Analysts feel that these factors might lead to a dip in the markets but the indices will not see a mega correction in the short term. As long as there are no major negative events globally and at the domestic level, they expect the markets to remain buoyant.
"We might see a correction in the beginning of next year before the Budget but, in the short-term, the markets will remain range-bound," said AK Prabhakar, head of research at IDBI Capital.
However, there are concerns. Fuel prices may rise further despite crude steadying a bit. The price of Brent crude has gone up by 36 per cent since then. Subsequently, fuel prices in India have also risen.

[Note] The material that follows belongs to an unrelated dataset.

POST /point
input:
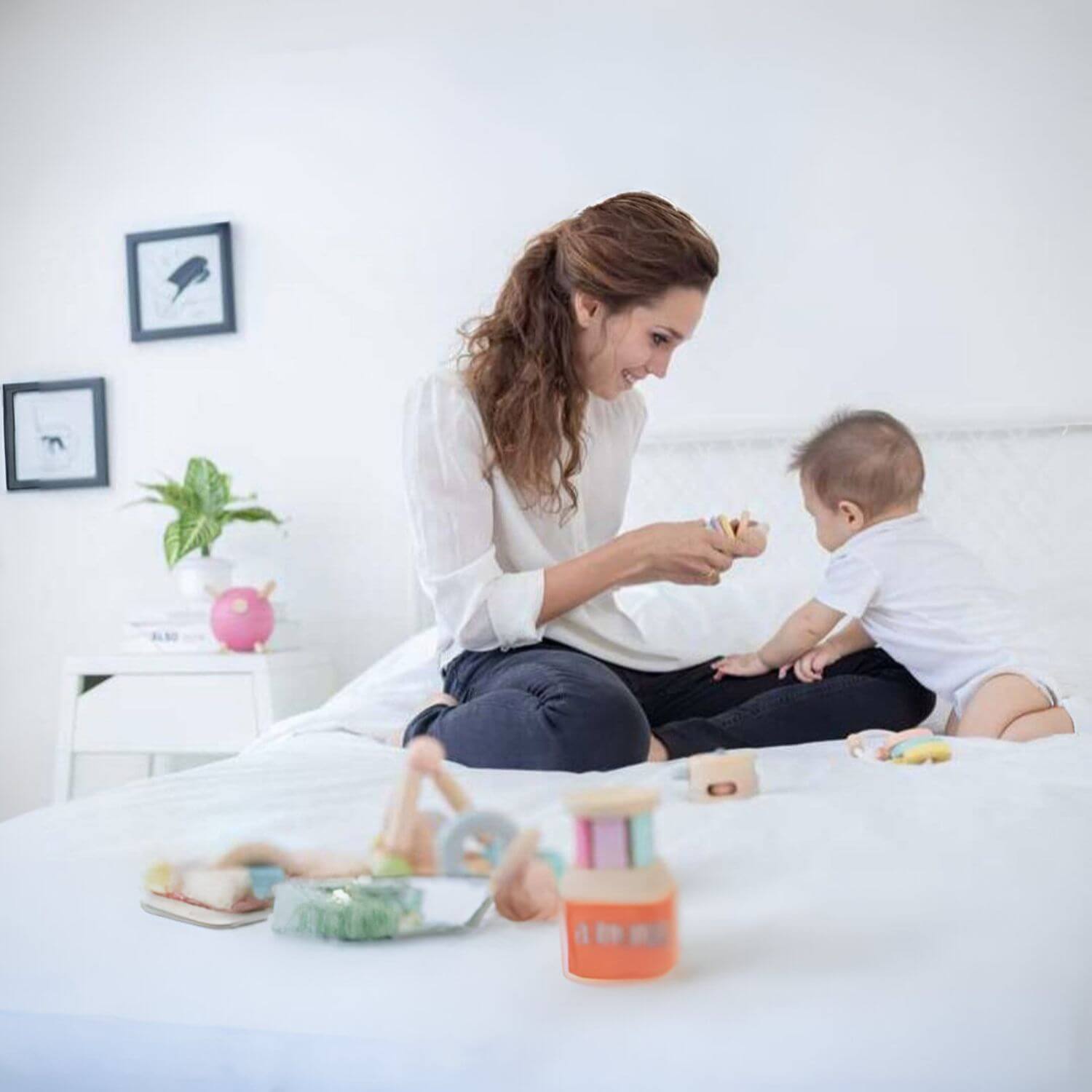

According to Prabhakar, "Indian markets are in a tight spot but it doesn't mean that we will correct. There will be a pressure and markets might see a knee-jerk reaction but this bull-run will continue. Even when crude oil prices were at $140-$150/barrel, the bull market was at the peak. Now, we are hardly near $70/barrel. We don't need to worry too much at these levels."
"Now, the share of alternative energy is also on the rise, so one should not be too worried about it. But yes, it is a concern. Low oil prices were a benefit India had and the government used it to the fullest. Now, we might see some inflationary pressure due to the rise in prices," he added.
Brent crude oil prices reached their highest since July 2015 after Saudi Crown Prince Mohammed bin Salman's purge.
Analysts feel that the crown prince's crackdown is largely a move to consolidate power before he assumes the throne later this year or next. It is nevertheless a shocking move by the Saudi royal, and one that will have big repercussions for the country's oil industry.
Meanwhile, in India, the rise in oil prices might have some inflationary pressure, suggesting that the RBI may not cut rates in its December policy.
However, analysts say that the markets do not see a rate cut happening in the December meet and have already priced that in.
Ankur Varman, AVP (institutional equity sales) at Emkay Global Financial Services, said, "I do not think the RBI will cut rates in December. But, as far as the markets are concerned, the inflows are very strong and also this rally is not India-centric. It is a global rally. All the equity markets have been rising in sync. Barring a shallow correction, there has to be a major global event for a major one (correction). A domestic rate hike will not see a correction that big."
He added that there may be a 2-3 per cent dip; but for a rally this big, it would not really matter.
With fiscal deficit at 91.3 per cent and the bank recapitalisation plan getting implemented, it seems that the government might not be able to meet the current year's fiscal deficit target of 3.2 per cent of gross domestic product.
The government, recently, had to cut expenditure, including on the much-needed capital front, in September for a second month in a row, to control its fiscal deficit.
The squeeze on capital expenditure (capex) was so much that it declined even cumulatively as a percentage of Budget expenditure in the first half of 2017-18, compared with the year-ago period.
Both Prabhakar and Varman suggest that markets have factored in a bit of slippage as the place the money is getting spent in is more important.
"Markets have already factored in a bit of fiscal slippage. Markets have been very positive about the recapitalisation and the format it has been done in. Even if the government does not meet the target and shoots past it by a little, markets won't be overtly negative on the same," Varman said.
Prabhakar said that a bit of fiscal slippage would not lead to a major correction, adding that the government would not reduce spending as it might become a problem during elections.